And he seized her roughly with one hand upon her shoulder, and with the other raised the hoe and brandished the wooden staff of it above her head in threat to strike her; whilst his old mother, still thrusting her lofty headgear and her wrinkled face from out the door, screamed to him to show he was a man, and have no mercy.

As his grasp touched her, and the staff cast its shadow across her, Folle-Farine sprang up, defiance and fury breathing from all her beautiful fierce face.

She seized the staff in her right hand, wrenched it with a swift movement from its hold, and, catching his head under her left arm, rained blows on him from his own weapon, with a sudden gust of breathless rage which blinded him, and lent to her slender muscular limbs the strength and the force of man.

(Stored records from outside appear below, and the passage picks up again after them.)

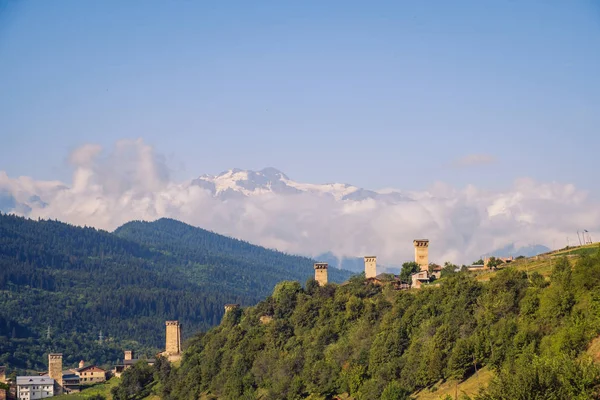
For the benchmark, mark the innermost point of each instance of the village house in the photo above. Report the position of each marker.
(128, 362)
(34, 387)
(89, 374)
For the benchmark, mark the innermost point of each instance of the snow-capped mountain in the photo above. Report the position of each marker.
(243, 183)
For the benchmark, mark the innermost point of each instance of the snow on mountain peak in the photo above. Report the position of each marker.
(237, 182)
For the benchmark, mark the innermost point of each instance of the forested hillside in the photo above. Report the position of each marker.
(226, 262)
(365, 342)
(80, 282)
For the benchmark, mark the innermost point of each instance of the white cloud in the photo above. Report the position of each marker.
(474, 160)
(131, 181)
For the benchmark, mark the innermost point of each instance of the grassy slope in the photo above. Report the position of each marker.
(543, 263)
(469, 387)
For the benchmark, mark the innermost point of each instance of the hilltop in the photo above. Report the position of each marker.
(528, 336)
(62, 286)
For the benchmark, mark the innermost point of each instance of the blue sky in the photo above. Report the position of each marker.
(378, 94)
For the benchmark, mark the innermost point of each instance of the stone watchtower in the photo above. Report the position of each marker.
(173, 342)
(422, 253)
(321, 273)
(55, 370)
(370, 267)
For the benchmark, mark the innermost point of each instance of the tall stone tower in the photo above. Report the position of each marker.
(321, 273)
(422, 253)
(370, 267)
(55, 370)
(173, 343)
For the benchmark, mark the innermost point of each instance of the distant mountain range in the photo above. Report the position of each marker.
(269, 208)
(237, 183)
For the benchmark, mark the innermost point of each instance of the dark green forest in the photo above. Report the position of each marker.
(369, 342)
(76, 283)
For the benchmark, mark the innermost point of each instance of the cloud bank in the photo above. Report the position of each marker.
(131, 181)
(474, 160)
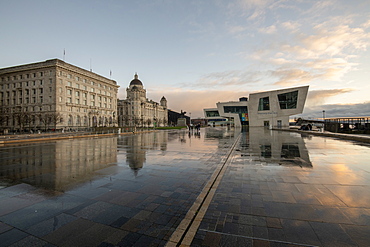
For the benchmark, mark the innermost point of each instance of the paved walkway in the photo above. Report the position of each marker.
(221, 188)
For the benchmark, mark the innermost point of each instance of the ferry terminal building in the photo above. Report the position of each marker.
(270, 108)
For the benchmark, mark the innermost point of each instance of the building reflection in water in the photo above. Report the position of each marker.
(136, 146)
(274, 148)
(58, 165)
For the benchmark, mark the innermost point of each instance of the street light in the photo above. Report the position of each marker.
(323, 118)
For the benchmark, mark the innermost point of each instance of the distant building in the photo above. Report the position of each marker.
(54, 95)
(137, 110)
(271, 108)
(173, 118)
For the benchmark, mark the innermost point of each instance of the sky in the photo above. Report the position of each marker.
(200, 52)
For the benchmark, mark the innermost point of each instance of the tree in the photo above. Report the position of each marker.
(45, 119)
(55, 118)
(22, 117)
(3, 116)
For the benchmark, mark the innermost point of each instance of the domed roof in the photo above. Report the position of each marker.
(136, 81)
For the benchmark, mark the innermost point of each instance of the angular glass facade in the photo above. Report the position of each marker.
(235, 109)
(212, 113)
(264, 104)
(288, 100)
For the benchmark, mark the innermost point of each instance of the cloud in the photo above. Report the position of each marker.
(291, 26)
(195, 101)
(319, 97)
(268, 30)
(230, 78)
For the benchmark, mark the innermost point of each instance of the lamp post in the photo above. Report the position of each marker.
(323, 118)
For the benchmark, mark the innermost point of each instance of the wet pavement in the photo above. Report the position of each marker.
(218, 188)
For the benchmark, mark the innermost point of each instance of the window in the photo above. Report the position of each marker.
(235, 109)
(264, 104)
(288, 100)
(212, 113)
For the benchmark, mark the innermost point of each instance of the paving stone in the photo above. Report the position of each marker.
(332, 234)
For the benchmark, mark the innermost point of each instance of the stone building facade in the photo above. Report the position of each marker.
(55, 95)
(136, 110)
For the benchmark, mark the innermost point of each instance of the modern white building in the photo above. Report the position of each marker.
(270, 108)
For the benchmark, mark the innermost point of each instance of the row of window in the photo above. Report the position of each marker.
(27, 100)
(26, 76)
(286, 101)
(92, 90)
(27, 92)
(24, 84)
(69, 76)
(84, 102)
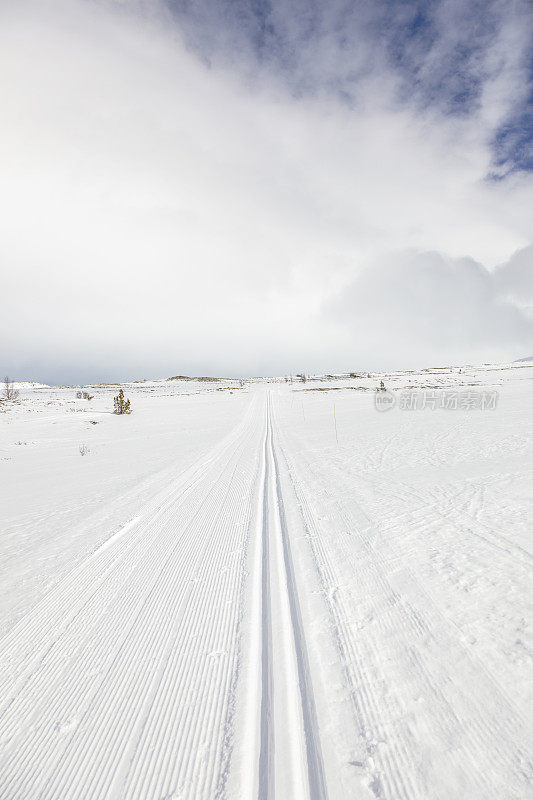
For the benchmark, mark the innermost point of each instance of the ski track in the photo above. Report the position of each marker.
(483, 734)
(122, 682)
(128, 680)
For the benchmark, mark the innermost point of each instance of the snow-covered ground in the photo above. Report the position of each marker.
(269, 590)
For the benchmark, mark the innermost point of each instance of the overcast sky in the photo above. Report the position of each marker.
(247, 187)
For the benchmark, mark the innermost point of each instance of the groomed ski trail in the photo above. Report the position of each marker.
(123, 682)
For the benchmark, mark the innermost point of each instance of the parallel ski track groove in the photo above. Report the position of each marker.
(81, 764)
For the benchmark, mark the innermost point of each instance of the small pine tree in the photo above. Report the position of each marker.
(122, 406)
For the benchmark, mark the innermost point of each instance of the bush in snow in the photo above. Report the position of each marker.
(122, 406)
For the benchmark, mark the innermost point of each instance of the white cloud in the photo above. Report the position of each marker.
(159, 215)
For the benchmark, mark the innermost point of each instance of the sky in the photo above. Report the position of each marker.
(209, 187)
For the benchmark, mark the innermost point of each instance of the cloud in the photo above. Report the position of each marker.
(423, 307)
(162, 212)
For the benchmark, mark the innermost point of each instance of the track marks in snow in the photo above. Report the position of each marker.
(119, 683)
(290, 759)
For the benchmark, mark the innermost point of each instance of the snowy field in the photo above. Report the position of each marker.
(274, 590)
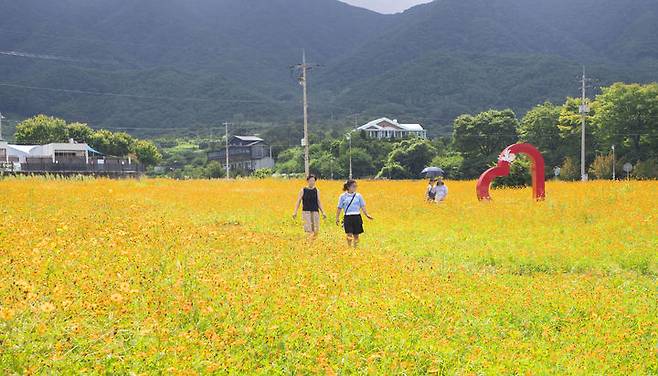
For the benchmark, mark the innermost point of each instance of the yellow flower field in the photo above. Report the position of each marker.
(198, 277)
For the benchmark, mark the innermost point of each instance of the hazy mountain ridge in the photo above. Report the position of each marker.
(431, 62)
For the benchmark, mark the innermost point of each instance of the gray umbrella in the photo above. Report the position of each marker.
(432, 172)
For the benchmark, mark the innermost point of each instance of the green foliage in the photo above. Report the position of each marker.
(570, 170)
(79, 132)
(393, 170)
(646, 170)
(451, 163)
(146, 152)
(519, 176)
(214, 170)
(263, 173)
(539, 127)
(570, 125)
(601, 168)
(41, 129)
(482, 137)
(453, 57)
(291, 161)
(627, 117)
(408, 158)
(362, 163)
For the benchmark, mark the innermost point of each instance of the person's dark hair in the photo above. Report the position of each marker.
(348, 184)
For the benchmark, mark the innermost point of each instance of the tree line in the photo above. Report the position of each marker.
(623, 115)
(42, 129)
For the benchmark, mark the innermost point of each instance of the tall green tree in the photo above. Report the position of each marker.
(627, 117)
(482, 137)
(80, 132)
(570, 125)
(41, 129)
(408, 158)
(114, 144)
(539, 127)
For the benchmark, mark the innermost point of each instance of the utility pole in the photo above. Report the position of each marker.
(614, 164)
(584, 110)
(228, 168)
(349, 138)
(303, 79)
(307, 168)
(1, 117)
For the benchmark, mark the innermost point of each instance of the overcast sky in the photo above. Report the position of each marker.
(386, 6)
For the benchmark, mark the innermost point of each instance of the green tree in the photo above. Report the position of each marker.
(412, 156)
(518, 177)
(393, 170)
(147, 153)
(115, 144)
(539, 127)
(570, 126)
(41, 129)
(601, 168)
(480, 138)
(291, 161)
(214, 170)
(450, 163)
(627, 117)
(646, 170)
(569, 170)
(80, 132)
(362, 163)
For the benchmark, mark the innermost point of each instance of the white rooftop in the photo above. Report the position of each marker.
(249, 138)
(407, 127)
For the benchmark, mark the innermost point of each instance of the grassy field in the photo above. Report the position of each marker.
(215, 277)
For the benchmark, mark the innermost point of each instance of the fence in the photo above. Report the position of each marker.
(74, 165)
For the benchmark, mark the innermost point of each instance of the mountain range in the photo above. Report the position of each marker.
(159, 66)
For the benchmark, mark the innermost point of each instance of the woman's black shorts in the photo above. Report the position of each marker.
(353, 224)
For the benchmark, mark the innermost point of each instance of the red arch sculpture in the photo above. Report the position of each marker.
(503, 169)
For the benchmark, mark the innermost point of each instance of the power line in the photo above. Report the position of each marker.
(134, 96)
(54, 36)
(51, 57)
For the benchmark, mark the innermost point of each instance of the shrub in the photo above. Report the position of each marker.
(519, 176)
(647, 170)
(601, 168)
(569, 170)
(451, 164)
(263, 173)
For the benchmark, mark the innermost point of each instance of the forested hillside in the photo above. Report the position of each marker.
(168, 65)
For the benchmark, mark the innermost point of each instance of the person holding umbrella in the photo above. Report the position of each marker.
(441, 190)
(431, 190)
(436, 191)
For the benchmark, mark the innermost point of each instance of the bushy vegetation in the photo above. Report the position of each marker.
(623, 116)
(197, 277)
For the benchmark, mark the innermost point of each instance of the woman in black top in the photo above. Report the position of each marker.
(309, 198)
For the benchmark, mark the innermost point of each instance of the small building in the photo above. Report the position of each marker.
(63, 158)
(248, 153)
(385, 128)
(54, 152)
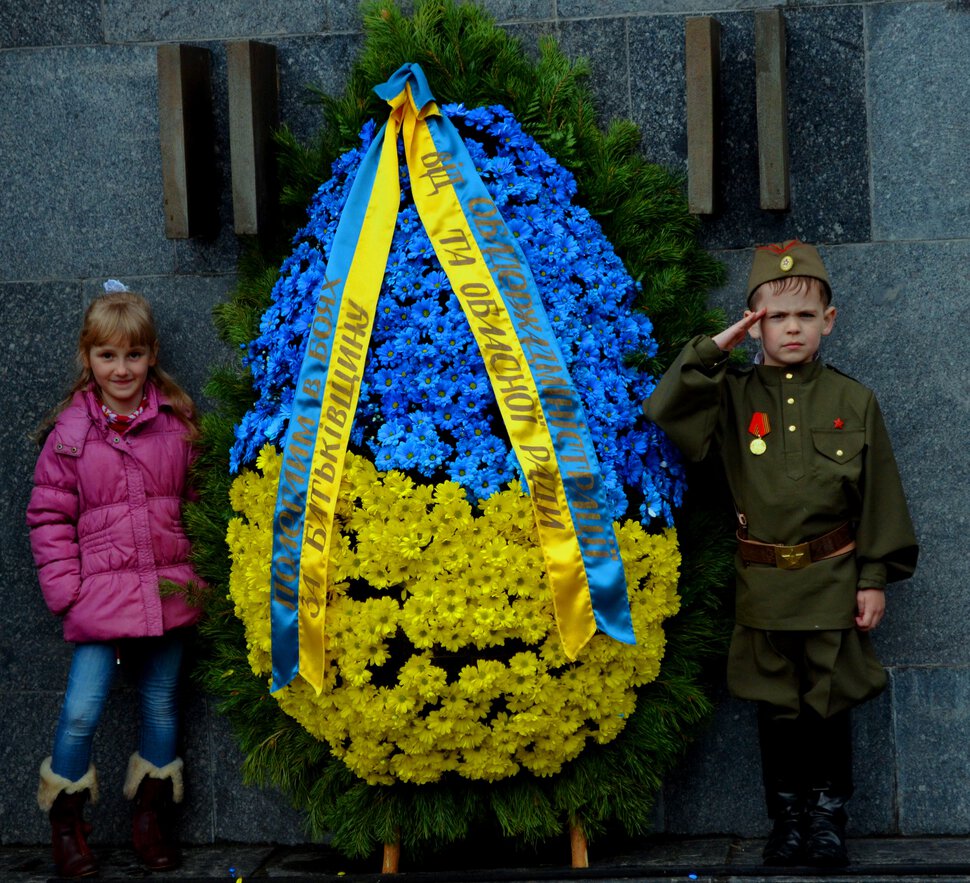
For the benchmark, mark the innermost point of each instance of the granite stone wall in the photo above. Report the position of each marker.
(878, 142)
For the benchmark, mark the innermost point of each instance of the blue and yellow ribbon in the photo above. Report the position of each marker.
(539, 406)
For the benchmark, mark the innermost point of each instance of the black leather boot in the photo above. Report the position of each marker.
(782, 767)
(72, 855)
(831, 739)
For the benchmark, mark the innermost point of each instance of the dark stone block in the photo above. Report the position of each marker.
(826, 117)
(50, 23)
(917, 82)
(932, 721)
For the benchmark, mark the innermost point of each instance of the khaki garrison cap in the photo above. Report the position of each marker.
(781, 259)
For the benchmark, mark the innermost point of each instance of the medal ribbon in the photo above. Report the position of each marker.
(759, 424)
(540, 409)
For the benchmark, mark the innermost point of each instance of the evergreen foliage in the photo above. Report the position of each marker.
(644, 213)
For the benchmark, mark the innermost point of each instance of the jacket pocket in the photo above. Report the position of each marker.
(839, 445)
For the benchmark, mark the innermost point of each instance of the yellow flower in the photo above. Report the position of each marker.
(442, 651)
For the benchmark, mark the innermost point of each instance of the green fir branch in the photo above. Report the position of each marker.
(643, 211)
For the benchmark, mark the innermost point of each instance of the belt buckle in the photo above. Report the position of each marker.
(792, 557)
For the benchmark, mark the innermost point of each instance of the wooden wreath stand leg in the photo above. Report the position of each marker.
(392, 854)
(577, 845)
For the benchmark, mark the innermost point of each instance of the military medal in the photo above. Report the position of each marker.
(759, 427)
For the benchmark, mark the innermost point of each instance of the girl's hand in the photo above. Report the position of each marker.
(871, 606)
(729, 338)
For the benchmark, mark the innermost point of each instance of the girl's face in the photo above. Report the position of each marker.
(120, 371)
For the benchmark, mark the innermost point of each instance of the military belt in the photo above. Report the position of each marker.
(798, 556)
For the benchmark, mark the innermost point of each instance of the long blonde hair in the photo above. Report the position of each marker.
(123, 316)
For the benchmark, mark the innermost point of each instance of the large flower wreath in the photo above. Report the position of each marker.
(442, 648)
(443, 660)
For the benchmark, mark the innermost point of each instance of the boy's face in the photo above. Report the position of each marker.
(795, 321)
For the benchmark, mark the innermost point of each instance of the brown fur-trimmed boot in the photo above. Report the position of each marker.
(63, 801)
(155, 791)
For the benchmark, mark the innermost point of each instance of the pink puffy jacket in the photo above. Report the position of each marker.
(105, 521)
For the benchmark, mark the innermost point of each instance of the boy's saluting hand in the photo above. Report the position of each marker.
(729, 338)
(871, 604)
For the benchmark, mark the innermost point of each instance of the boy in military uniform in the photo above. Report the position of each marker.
(822, 527)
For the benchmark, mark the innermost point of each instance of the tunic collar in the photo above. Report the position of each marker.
(804, 373)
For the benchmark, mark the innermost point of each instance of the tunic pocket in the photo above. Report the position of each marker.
(841, 457)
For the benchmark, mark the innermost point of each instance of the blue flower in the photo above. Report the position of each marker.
(426, 403)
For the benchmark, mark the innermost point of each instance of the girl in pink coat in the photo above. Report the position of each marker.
(107, 537)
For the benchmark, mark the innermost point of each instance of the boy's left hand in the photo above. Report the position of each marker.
(870, 606)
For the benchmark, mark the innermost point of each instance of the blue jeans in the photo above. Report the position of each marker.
(93, 666)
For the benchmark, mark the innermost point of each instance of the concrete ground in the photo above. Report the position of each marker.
(873, 859)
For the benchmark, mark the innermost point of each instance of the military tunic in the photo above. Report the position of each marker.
(827, 460)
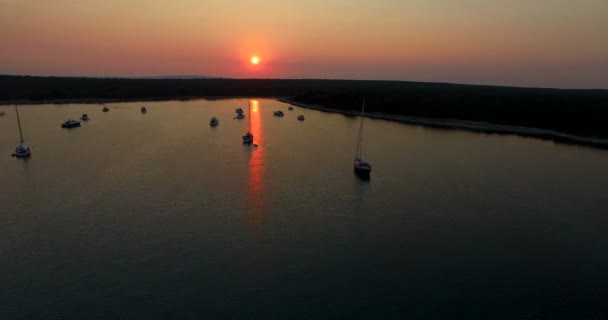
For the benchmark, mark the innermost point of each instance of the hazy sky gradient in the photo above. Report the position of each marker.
(549, 43)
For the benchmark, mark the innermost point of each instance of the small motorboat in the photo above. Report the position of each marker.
(214, 122)
(22, 151)
(248, 138)
(70, 123)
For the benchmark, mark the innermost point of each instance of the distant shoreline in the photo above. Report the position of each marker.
(122, 100)
(475, 126)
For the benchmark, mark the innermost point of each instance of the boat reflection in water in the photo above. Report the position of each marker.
(255, 183)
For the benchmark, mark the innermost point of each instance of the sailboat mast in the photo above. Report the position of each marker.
(19, 123)
(360, 139)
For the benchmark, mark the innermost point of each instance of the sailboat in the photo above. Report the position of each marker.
(22, 150)
(362, 167)
(248, 137)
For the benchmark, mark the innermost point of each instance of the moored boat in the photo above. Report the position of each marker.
(214, 122)
(22, 150)
(70, 123)
(362, 168)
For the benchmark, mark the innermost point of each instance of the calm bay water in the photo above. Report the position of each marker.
(160, 216)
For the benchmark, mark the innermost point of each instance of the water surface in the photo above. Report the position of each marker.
(160, 216)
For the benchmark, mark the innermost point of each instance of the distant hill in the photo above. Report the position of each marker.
(175, 77)
(580, 112)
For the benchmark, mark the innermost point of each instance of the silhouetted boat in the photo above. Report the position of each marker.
(214, 122)
(248, 137)
(362, 168)
(70, 123)
(22, 150)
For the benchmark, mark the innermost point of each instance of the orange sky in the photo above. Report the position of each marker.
(531, 43)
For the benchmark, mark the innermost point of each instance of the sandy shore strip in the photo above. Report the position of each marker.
(476, 126)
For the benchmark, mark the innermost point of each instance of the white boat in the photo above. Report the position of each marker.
(248, 137)
(22, 150)
(362, 168)
(70, 123)
(214, 122)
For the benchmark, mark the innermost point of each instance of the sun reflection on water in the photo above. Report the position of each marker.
(255, 183)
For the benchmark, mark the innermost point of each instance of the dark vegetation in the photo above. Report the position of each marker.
(581, 112)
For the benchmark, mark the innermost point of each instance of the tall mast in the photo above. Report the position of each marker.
(360, 139)
(19, 123)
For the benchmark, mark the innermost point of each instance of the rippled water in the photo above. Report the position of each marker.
(160, 216)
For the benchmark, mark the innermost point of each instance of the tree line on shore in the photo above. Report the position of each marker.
(580, 112)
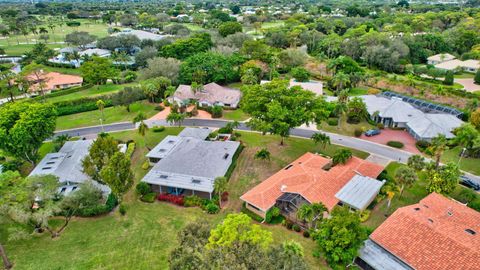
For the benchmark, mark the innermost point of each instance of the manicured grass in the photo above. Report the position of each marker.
(345, 128)
(236, 115)
(471, 165)
(90, 92)
(112, 115)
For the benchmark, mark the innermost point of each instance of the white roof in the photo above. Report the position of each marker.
(430, 125)
(441, 57)
(359, 192)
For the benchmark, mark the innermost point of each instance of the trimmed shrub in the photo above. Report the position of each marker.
(395, 144)
(122, 209)
(332, 121)
(212, 208)
(142, 188)
(149, 197)
(175, 199)
(158, 129)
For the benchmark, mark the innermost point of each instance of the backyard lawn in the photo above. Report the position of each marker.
(144, 237)
(91, 92)
(112, 115)
(344, 128)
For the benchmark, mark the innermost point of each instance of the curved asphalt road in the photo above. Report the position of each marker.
(351, 142)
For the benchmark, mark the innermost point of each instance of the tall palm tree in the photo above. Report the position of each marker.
(321, 138)
(220, 186)
(438, 145)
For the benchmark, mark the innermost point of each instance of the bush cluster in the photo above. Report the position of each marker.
(395, 144)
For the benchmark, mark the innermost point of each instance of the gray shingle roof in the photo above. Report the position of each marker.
(359, 192)
(192, 163)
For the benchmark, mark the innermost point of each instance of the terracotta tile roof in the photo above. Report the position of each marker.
(432, 234)
(54, 80)
(307, 177)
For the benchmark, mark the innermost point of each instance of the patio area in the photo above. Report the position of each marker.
(394, 135)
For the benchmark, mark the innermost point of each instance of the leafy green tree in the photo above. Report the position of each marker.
(263, 154)
(476, 79)
(238, 228)
(405, 177)
(444, 179)
(128, 96)
(220, 186)
(214, 67)
(416, 162)
(448, 78)
(276, 108)
(99, 155)
(321, 138)
(117, 174)
(98, 70)
(228, 28)
(341, 156)
(184, 48)
(340, 236)
(300, 74)
(437, 147)
(24, 127)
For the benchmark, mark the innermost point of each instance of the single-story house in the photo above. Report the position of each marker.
(436, 233)
(313, 179)
(439, 58)
(142, 35)
(312, 86)
(66, 164)
(210, 95)
(394, 112)
(188, 164)
(54, 81)
(97, 52)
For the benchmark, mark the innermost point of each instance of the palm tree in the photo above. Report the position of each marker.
(340, 80)
(438, 145)
(341, 156)
(220, 186)
(321, 138)
(405, 176)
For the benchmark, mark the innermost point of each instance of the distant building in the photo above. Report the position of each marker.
(394, 112)
(439, 58)
(187, 164)
(313, 179)
(210, 95)
(66, 164)
(53, 81)
(436, 233)
(142, 35)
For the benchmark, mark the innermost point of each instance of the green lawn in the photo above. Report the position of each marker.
(91, 92)
(471, 165)
(144, 237)
(344, 128)
(112, 115)
(236, 115)
(19, 44)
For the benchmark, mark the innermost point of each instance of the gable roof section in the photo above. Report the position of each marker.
(306, 176)
(433, 234)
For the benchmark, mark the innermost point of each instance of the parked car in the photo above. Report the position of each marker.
(469, 183)
(372, 132)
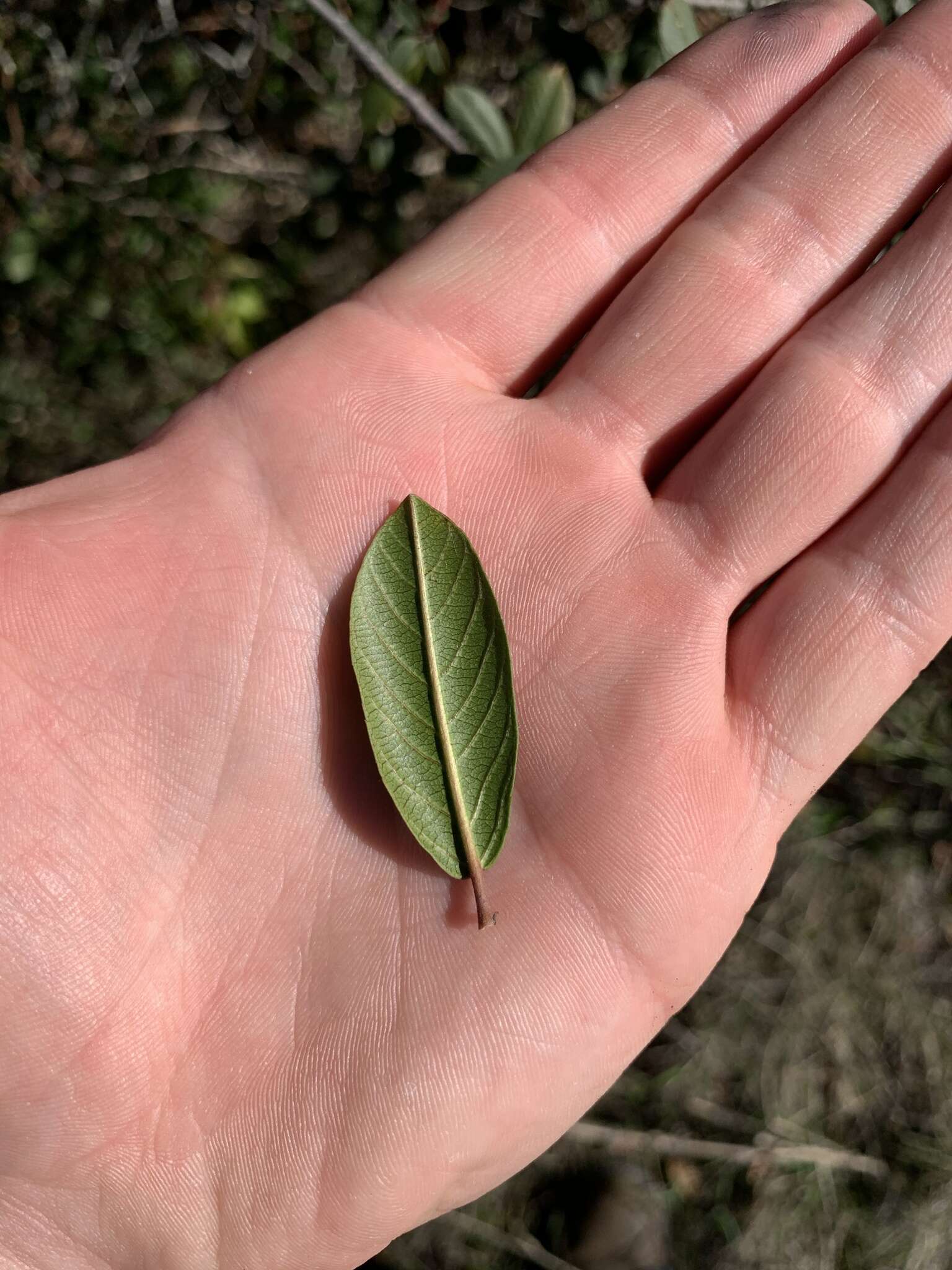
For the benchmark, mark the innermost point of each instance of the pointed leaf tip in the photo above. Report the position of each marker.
(433, 667)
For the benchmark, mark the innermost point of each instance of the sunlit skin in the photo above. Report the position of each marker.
(247, 1023)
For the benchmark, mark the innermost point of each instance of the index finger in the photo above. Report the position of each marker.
(519, 275)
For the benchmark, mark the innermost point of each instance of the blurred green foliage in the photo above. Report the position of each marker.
(180, 182)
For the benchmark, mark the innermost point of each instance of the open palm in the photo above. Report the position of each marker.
(247, 1021)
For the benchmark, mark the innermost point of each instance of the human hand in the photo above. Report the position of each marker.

Then, as rapidly as she had seized and struck him, she flung him from her with such violence that he fell prostrate on the pavement of the court, caught up the metal pail which stood by ready filled, dashed the water over him where he lay, and, turning from him without a word, walked across the courtyard, slowly, and with a haughty grace in all the carriage of her bare limbs and the folds of her ragged garments, bearing the empty osier basket on her head, deaf as the stones around her to the screams of the sacristan and his mother.

In these secluded cloisters, and in the high noontide, when all were sleeping or eating in the cool shelter of their darkened houses, the old woman's voice remained unheard.

The saints heard, no doubt, but they were too lazy to stir from their niches in that sultry noontide, and, except the baying of a chained dog aroused, there was no answer to the outcry: and Folle-Farine passed out into the market-place unarrested, and not meeting another living creature. As she turned into one of the squares leading to the open country, she saw in the distance one of the guardians of the peace of the town, moving quickly towards the cloisters, with his glittering lace shining in the sun and his long scabbard clattering upon the stones.

She laughed a little as she saw.

"They will not come after me," she said to herself. "They are too afraid of the devil."

She judged rightly; they did not come.

She crossed all the wide scorching square, whose white stones blazed in the glare of the sun. There was nothing in sight except a stray cat prowling in a corner, and three sparrows quarreling over a foul-smelling heap of refuse.